CheckOut.aspx Page

Description:   The CheckOut.aspx page displays the list of items in a customer's shopping cart and prompts the user to place the order. When the user clicks the "Submit" button, the page places the order with the system and then provides an order tracking number.

Security Notes:  The CheckOut.aspx page allows only authenticated customers -- customers who have an Adventure Works Cycles user ID and have logged in using the Login.aspx page -- to view their cart and check out. If a user has not already logged on, the checkout page is not displayed.

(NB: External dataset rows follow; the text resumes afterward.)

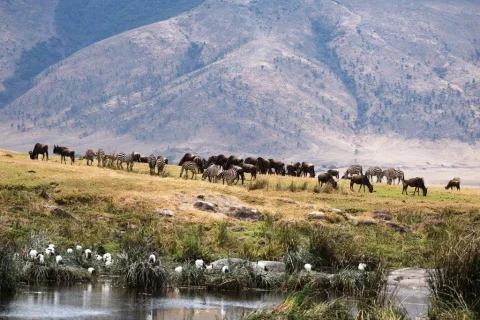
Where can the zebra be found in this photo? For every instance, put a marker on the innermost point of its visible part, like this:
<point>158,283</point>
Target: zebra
<point>229,175</point>
<point>189,165</point>
<point>161,162</point>
<point>353,169</point>
<point>391,174</point>
<point>89,156</point>
<point>123,157</point>
<point>100,155</point>
<point>211,172</point>
<point>374,171</point>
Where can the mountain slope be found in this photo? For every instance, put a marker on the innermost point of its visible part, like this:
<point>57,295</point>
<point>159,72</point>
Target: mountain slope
<point>282,79</point>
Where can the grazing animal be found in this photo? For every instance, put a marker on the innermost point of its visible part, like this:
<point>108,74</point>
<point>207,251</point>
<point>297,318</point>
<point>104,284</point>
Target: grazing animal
<point>229,175</point>
<point>326,178</point>
<point>161,162</point>
<point>39,148</point>
<point>353,169</point>
<point>152,259</point>
<point>250,168</point>
<point>64,152</point>
<point>307,169</point>
<point>374,171</point>
<point>211,172</point>
<point>127,158</point>
<point>418,183</point>
<point>100,157</point>
<point>189,166</point>
<point>334,173</point>
<point>89,156</point>
<point>454,183</point>
<point>362,181</point>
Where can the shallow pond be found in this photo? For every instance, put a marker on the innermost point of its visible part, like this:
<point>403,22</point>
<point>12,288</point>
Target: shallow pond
<point>102,300</point>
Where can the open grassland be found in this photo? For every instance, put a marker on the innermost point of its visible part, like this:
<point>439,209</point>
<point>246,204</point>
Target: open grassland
<point>103,205</point>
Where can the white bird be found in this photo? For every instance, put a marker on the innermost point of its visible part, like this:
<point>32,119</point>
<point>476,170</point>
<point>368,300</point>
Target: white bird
<point>33,254</point>
<point>199,263</point>
<point>152,259</point>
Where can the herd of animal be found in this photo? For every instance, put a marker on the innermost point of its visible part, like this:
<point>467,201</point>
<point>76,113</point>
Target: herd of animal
<point>233,168</point>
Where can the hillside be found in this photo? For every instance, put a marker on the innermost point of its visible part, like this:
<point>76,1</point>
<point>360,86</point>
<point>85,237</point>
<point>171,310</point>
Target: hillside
<point>329,81</point>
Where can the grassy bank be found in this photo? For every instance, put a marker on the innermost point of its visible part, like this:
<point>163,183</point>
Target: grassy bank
<point>91,206</point>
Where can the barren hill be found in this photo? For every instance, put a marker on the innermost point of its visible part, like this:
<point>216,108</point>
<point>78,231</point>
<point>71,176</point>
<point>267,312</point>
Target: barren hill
<point>329,81</point>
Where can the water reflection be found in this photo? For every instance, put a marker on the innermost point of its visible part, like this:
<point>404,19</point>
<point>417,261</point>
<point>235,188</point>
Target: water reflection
<point>101,300</point>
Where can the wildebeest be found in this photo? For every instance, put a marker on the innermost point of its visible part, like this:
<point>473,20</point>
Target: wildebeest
<point>263,165</point>
<point>89,156</point>
<point>64,152</point>
<point>39,148</point>
<point>334,173</point>
<point>250,168</point>
<point>362,181</point>
<point>307,168</point>
<point>455,182</point>
<point>326,178</point>
<point>417,183</point>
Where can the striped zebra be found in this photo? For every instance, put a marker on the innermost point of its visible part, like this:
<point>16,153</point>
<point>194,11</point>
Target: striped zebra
<point>229,175</point>
<point>391,174</point>
<point>374,171</point>
<point>211,172</point>
<point>189,166</point>
<point>100,155</point>
<point>123,157</point>
<point>161,162</point>
<point>89,156</point>
<point>353,169</point>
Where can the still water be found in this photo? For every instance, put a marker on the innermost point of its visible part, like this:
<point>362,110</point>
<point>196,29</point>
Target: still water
<point>102,300</point>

Instead, the user is directed to the login page.

To restrict access to the check out page, several entries were added to the Adventure Works Cycles application's Web.config file. The following entry assigns a security context to the CheckOut.aspx page, explicitly denying anonymous user access to the CheckOut.aspx page. (The "?" user stands for "anonymous.")

   <location path="CheckOut.aspx">
        <system.web>
            <authorization>
                <deny users="?"/>
            </authorization>
        </system.web>
    </location>


The following entry specifies how authentication will be maintained and further specifies the page on which authentication will be performed. In the Adventure Works Cycles application, this occurs on the Login.aspx page.

   <system.web>
       <authentication mode="Forms">              
          <forms name="AdventureWorksStoreAuth" loginUrl="login.aspx" protection="All" path="/"></forms>
       </authentication>
    </system.web>

When a non-authenticated user attempts to display the check out page, the built-in ASP.NET forms-based security system determines that the user is denied access to the page and redirects the user to the specified page for establishing authentication.

If you like, you can customize the look and feel of the login page. You can also validate the user's credentials in whatever manner you prefer to validate. (We designed the application to check user names and passwords against a database). After users successfully identify themselves (that is, they pass the authentication check), they are redirected back to CheckOut.aspx and granted access to the page.

For more details about security, review the Login.aspx  page within Adventure Works Cycles to see how this is done.

Displaying the Cart:   The logic for this page is encapsulated in two event handlers:  Page_Load  event and the SubmitButton_Click event handler for the "Submit" button.

As in the ShoppingCart.aspx page, shopping cart information is displayed in a DataGrid control. When the CheckOut.aspx page is first displayed, the Page_Load event handler obtains a collection of all items within the user's shopping cart by calling the GetItems method of the ShoppingCartDB class. The GetItems method in turn uses the usp_ShoppingList stored procedure to retrieve the items from the database.

Once the collection of items is retrieved, it is bound to the DataGrid control by setting the grid's DataSource property then calling the grid's DataBind()  method. This causes the grid to loop through the data source and generate a row for each item. The layout of each item is determined by a set of individual column definitions in the DataGrid control.

When the cart information has been displayed, the handler invokes the GetTotal method of the ShoppingCartDB class to calculate a total cost. The total is formatted using a locale-dependent currency formatting method.

Checking Out:   The SubmitButton_Click event handler is used to place the actual customer order. It calls the PlaceOrder method of the OrdersDB class, which in turn calls the usp_OrdersAdd stored procedure to insert a new record into the database.

After the order has been written, the handler hides the "Submit" button and then redisplays the page with the customer tracking number of the placed order.